Reports that the Russian military deployed additional units to drive the insurgents out strengthened the claim that fighting was ongoing into midweek. Pro-Ukrainian media said that Russia had repositioned its 74th Motorized Rifle Brigade to deal with the incursion, and unverified footage from the Russian defense ministry appeared to show Col. Gen. Alexander Lapin—who last year was dismissed from his command after disastrous Russian losses near the eastern Ukrainian city of Kharkiv—had been put in charge of Russia troops in Belgorod. 

Speaking from Ukraine Wednesday evening, an anti-government Russian fighter who goes by the call sign Caesar said the partisan groups had completed their mission in Belgorod, but planned to return.
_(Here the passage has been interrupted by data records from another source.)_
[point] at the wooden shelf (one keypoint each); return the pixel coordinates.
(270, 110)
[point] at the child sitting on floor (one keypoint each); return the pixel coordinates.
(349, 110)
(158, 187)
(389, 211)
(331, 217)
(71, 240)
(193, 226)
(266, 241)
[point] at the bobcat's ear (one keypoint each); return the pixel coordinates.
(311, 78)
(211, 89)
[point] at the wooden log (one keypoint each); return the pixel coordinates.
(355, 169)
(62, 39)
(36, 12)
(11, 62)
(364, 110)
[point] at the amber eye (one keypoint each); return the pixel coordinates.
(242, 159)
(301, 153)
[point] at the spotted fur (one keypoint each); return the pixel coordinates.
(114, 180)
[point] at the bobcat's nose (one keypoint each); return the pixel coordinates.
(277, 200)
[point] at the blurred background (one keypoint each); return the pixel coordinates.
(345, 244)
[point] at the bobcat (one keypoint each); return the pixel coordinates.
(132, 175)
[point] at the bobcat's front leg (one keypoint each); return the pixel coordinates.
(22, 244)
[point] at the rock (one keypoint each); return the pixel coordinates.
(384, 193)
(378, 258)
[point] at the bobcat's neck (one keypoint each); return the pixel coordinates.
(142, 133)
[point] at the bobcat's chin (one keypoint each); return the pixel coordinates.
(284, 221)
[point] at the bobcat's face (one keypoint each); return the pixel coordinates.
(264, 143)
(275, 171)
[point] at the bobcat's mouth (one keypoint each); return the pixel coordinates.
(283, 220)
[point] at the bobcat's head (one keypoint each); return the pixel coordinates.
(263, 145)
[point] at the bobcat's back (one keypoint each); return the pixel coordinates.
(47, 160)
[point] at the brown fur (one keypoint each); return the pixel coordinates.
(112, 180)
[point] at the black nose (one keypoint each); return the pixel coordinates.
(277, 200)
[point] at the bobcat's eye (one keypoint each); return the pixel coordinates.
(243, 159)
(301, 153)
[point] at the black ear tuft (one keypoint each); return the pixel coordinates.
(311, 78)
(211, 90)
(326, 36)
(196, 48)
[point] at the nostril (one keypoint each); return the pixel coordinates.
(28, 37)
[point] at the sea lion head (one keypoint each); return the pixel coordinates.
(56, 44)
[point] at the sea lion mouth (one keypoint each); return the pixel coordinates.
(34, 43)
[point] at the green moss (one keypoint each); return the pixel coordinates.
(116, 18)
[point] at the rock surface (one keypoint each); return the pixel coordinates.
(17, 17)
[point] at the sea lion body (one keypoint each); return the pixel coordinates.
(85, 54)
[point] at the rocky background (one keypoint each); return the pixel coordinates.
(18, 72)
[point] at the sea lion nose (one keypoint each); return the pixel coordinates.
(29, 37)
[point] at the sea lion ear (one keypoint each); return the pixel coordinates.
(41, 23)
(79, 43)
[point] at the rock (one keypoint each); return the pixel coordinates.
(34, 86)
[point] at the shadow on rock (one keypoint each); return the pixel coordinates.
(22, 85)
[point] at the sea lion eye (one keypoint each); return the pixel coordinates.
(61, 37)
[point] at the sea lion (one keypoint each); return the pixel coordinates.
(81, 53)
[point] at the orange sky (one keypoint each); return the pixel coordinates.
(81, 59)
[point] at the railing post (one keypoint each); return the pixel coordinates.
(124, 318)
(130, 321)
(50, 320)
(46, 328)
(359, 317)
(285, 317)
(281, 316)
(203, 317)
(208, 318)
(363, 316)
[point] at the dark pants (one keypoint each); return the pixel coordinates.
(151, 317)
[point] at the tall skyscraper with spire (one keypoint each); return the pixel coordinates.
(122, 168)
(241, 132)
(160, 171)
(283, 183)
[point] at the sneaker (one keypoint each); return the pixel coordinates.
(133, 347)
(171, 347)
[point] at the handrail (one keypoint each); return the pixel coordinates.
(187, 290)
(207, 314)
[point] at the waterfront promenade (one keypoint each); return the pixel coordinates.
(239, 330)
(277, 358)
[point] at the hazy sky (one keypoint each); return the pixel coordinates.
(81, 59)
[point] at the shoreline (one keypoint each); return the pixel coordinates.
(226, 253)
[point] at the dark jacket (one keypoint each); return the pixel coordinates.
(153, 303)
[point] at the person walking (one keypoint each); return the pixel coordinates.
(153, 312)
The Russian troops deployed to put down the insurgency, he claimed, were “demoralized and unprepared” despite their superior manpower.

The strikes on Russian soil are both symbolic and strategic. 

It’s not the first time Russian opponents of Vladimir Putin have taken credit for operations inside Russia. Last year, the underground National Republican Army claimed to be behind a car bombing in Moscow that killed Darya Dugina, the daughter of a prominent Putin ally. The anti-government group—which is aligned with the Russian Volunteer Corps and the Freedom of Russia Legion—has also taken credit for last month’s assassination of Kremlin propagandist Vladlen Tatarsky in St. Petersburg, as well as a series of cyberattacks on Russia’s security infrastructure. 

The goal of attacks on Russian soil, Ponomarev said, is to inspire other partisans—and to keep the Kremlin and its allies on their toes: “The message needs to be sent that Putin cannot provide security for Russian elites, for his establishment—and that they need to replace him, that Putin is the source of insecurity rather than stability.”

In the case of Belgorod, there was also a military objective. By posing a threat to the Russian homeland, the groups were able to “make Putin spend his time, energy, and resources on fighting these two groups instead of attacking Ukrainians in Ukraine,” said Ivana Stradner, a Russia expert with the Foundation for the Defense of Democracies. “This is a very serious signal to Putin and to the Russian people that there are people who are willing to fight this regime.”